Urteil vom Oberverwaltungsgericht Nordrhein-Westfalen - 9 A 3336/95
Tenor
Die Berufung der Klägerin wird zurückgewiesen.
Auf die Berufung der Beklagten wird das angefochtene Urteil teilweise geändert und die Beklagte verurteilt, an die Klägerin 10.000,00 DM nebst 4 % Zinsen seit dem 29. Mai 1991 zu zahlen. Im übrigen wird die Klage abgewiesen.
Die Kosten des Verfahrens tragen die Klägerin zu 4/5 und die Beklagte zu 1/5.
Das Urteil ist vorläufig vollstreckbar. Der jeweilige Vollstreckungsschuldner darf die Vollstreckung durch Sicherheitsleistung in Höhe des beizutreibenden Betrages abwenden, wenn nicht der jeweilige Vollstreckungsgläubiger zuvor Sicherheit in entsprechender Höhe leistet.
Die Revision wird nicht zugelassen.
1
Tatbestand
2Die Klägerin nutzte gemeinsam mit ihren Kindern seit dem 1. August 1986 aufgrund einer schriftlichen Vereinbarung mit der Beklagten über die Gewährung eines Obdachs eine aus vier Zimmern bestehende Unterkunft im Hause R. Straße 130 in O. .
3In den frühen Morgenstunden des 20. Mai 1990 brach in der Unterkunft der Klägerin ein Brand aus, den die Feuerwehr löschte. Die Feuerwehr beließ die beschädigten und verbrannten Gegenstände in der Unterkunft.
4Die Klägerin und ihre Familie hielten sich zum damaligen Zeitpunkt zu einem Besuch in B. auf. Sie kehrten gegen 17.00 Uhr desselben Tages in die Unterkunft zurück. Dabei verschafften sie sich einen ersten Überblick. Die Zuweisung eines städtischen Obdachs lehnte die Klägerin ab, da sie bereits zum 1. Juni 1990 eine Wohnung angemietet hatte, die sie zum genannten Zeitpunkt auch bezog. Gemeinsam mit einem Bekannten fertigten Familienangehörige der Klägerin am 21. und 22. Mai 1990 eine Aufstellung der brandgeschädigten Gegenstände (Hausrat, Elektrogeräte, Möbel und Kleidung) an (Bl. 112 ff. der Gerichtsakte). Zu diesem Zweck suchten sie auch die Unterkunft auf. Auf der Grundlage der Aufstellung zahlte die Hausratversicherung der Klägerin mit Vereinbarung vom 25. Mai 1990 einen Betrag von 17.000,00 DM.

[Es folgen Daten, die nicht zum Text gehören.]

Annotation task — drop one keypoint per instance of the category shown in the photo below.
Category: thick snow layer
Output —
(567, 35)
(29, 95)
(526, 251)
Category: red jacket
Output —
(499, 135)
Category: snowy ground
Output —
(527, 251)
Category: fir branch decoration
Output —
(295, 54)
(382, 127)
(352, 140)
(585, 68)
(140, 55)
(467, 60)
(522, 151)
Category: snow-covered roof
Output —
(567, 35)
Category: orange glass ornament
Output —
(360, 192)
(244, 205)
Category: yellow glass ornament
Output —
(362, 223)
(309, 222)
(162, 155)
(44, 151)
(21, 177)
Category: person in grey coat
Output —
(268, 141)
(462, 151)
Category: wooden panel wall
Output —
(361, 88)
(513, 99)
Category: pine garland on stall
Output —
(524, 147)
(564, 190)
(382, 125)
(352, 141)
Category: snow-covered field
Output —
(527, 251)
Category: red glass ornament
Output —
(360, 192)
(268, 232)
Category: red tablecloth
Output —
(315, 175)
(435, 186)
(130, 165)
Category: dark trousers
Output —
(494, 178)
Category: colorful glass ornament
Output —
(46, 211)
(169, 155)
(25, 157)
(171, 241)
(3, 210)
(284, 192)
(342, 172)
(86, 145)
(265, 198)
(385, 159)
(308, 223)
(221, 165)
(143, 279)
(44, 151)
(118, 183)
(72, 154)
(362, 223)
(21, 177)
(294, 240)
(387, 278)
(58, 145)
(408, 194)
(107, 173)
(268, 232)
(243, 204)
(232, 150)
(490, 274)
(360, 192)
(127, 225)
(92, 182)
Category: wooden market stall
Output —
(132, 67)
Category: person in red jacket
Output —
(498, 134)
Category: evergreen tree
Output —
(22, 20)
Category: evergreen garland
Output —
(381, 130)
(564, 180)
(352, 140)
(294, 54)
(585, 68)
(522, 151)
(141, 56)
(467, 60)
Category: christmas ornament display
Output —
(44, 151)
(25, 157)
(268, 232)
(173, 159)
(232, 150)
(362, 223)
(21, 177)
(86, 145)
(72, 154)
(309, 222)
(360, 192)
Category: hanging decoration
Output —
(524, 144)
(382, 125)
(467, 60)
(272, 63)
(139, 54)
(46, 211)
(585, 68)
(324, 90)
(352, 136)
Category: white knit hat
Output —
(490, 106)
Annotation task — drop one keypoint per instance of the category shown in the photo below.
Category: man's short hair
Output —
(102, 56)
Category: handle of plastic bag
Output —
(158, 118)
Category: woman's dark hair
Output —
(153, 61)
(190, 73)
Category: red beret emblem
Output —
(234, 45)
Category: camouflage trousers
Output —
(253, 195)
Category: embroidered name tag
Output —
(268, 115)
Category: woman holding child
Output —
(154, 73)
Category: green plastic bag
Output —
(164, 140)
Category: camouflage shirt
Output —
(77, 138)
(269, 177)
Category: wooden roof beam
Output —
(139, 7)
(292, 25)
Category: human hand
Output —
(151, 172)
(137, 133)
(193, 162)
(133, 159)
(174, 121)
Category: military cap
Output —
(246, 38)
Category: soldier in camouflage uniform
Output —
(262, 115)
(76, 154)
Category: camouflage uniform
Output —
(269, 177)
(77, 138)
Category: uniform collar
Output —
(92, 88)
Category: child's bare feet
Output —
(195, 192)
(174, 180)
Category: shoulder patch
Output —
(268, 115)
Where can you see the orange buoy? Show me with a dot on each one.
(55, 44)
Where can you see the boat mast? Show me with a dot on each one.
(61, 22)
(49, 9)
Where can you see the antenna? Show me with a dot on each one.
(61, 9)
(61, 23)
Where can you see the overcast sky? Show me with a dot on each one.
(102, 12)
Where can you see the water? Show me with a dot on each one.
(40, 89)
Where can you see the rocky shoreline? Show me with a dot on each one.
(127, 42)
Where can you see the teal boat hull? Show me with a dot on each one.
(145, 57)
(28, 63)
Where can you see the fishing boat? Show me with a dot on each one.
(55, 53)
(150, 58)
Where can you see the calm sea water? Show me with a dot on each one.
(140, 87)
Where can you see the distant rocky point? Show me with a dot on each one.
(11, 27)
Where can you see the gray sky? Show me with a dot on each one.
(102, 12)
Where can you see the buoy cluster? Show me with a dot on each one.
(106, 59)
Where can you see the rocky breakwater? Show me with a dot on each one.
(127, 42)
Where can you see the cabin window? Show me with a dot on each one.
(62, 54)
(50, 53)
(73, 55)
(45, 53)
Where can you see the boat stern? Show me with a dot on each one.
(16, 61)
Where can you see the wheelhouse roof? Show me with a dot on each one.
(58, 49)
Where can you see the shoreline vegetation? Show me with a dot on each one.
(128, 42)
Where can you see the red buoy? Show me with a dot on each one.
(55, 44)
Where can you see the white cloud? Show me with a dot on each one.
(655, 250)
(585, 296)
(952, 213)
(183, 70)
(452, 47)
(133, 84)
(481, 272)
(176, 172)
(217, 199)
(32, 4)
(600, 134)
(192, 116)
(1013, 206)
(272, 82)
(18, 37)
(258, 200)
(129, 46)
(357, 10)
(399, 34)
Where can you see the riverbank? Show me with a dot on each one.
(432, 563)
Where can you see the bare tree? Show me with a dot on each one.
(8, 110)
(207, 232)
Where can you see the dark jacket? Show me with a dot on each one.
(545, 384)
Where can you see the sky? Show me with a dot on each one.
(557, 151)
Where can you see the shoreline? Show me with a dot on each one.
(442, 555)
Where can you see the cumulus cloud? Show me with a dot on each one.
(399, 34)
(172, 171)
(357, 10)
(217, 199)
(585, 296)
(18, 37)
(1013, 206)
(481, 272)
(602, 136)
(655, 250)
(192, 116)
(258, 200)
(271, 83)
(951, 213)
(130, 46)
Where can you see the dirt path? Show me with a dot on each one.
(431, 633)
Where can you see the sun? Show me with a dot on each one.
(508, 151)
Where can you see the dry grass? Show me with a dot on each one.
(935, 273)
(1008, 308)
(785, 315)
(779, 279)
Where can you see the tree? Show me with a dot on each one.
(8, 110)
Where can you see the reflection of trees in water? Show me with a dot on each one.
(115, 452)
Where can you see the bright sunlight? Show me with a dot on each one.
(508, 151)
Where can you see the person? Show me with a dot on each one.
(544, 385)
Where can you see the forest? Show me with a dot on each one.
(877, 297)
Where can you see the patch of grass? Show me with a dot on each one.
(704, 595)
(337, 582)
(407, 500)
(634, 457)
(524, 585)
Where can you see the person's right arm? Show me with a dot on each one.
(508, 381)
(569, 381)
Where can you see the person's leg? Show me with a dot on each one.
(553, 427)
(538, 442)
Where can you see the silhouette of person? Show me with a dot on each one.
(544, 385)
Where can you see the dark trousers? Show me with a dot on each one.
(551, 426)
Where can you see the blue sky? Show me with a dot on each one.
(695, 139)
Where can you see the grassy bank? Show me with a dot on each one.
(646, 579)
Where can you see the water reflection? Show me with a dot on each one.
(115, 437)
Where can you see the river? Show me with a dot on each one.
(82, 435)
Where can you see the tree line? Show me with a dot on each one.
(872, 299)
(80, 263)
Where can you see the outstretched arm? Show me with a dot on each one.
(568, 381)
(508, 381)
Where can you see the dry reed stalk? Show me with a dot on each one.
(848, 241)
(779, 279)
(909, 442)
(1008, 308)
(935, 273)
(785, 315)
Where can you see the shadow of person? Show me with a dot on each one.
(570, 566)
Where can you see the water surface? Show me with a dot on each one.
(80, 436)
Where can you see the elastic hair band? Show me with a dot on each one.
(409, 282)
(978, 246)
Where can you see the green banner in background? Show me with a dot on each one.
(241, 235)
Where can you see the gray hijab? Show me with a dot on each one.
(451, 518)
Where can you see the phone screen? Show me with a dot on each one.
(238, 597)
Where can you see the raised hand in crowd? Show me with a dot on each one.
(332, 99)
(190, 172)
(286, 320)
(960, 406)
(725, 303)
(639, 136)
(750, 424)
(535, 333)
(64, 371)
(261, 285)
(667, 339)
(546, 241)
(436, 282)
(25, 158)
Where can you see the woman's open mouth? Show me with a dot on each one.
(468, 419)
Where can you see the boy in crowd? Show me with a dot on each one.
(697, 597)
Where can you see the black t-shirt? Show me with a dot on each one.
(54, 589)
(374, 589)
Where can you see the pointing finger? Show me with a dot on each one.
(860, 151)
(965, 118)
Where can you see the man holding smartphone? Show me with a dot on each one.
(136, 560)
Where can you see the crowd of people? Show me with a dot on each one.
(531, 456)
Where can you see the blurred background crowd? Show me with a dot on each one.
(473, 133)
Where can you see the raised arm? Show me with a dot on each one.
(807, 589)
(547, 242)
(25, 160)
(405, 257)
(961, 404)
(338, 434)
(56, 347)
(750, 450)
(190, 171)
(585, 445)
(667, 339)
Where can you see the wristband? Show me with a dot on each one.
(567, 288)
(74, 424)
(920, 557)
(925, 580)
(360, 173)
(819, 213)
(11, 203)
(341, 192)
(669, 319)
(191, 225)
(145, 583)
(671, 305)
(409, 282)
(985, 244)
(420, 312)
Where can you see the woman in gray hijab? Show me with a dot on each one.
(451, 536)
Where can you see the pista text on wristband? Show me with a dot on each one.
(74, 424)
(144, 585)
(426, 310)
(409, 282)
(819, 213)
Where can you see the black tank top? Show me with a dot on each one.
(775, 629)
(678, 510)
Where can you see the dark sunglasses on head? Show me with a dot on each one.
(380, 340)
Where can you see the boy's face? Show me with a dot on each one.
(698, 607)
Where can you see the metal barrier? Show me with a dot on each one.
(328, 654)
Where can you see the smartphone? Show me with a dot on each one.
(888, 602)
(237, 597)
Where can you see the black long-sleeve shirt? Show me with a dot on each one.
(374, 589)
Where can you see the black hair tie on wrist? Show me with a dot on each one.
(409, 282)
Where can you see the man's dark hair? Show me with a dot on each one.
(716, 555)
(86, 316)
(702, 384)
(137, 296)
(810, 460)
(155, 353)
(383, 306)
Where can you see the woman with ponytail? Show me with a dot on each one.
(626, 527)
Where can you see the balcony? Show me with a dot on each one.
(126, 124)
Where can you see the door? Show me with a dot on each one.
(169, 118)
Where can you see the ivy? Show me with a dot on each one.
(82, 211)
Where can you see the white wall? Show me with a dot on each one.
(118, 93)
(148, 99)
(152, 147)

5Wegen des Verdachts auf Furane und Dioxine ließ die Beklagte am 23. Mai 1990 Rußproben aus der Unterkunft nehmen und versiegelte diese am 25. Mai 1990. Das beauftragte Analyselabor kam in seinem Gutachten vom 30. Mai 1990 zu dem Ergebnis, daß zwar in der Wohnung durch den Brand Furane und Dioxine nachweisbar waren, deren Konzentration jedoch die maßgeblichen Gefährdungsgrenzwerte unterschritt. Während der Zeit der Versiegelung suchte ein Sohn der Klägerin in Absprache mit Bediensteten der Beklagten die Wohnung auf, um Pässe und Bankbelege herauszuholen. Zu einem nicht bekannten Zeitpunkt hob die Beklagte die Versiegelung auf. Sie bestellte am 18. Juni 1990 ein Entsorgungsunternehmen, das die Wohnung reinigte und die darin befindlichen Gegenstände über einen Container beseitigte.
6Die Klägerin hat vor dem Landgericht Duisburg Klage erhoben, die der Beklagten am 29. Mai 1991 zugestellt worden ist. Sie hat wegen der Vernichtung der aus der Unterkunft entfernten Gegenstände Schadensersatz aus eigenem und abgetretenem Recht ihrer Kinder in Höhe von 48.621,00 DM verlangt. Das Landgericht hat den Rechtsstreit durch Beschluß vom 14. August 1991 an das Verwaltungsgericht Düsseldorf verwiesen.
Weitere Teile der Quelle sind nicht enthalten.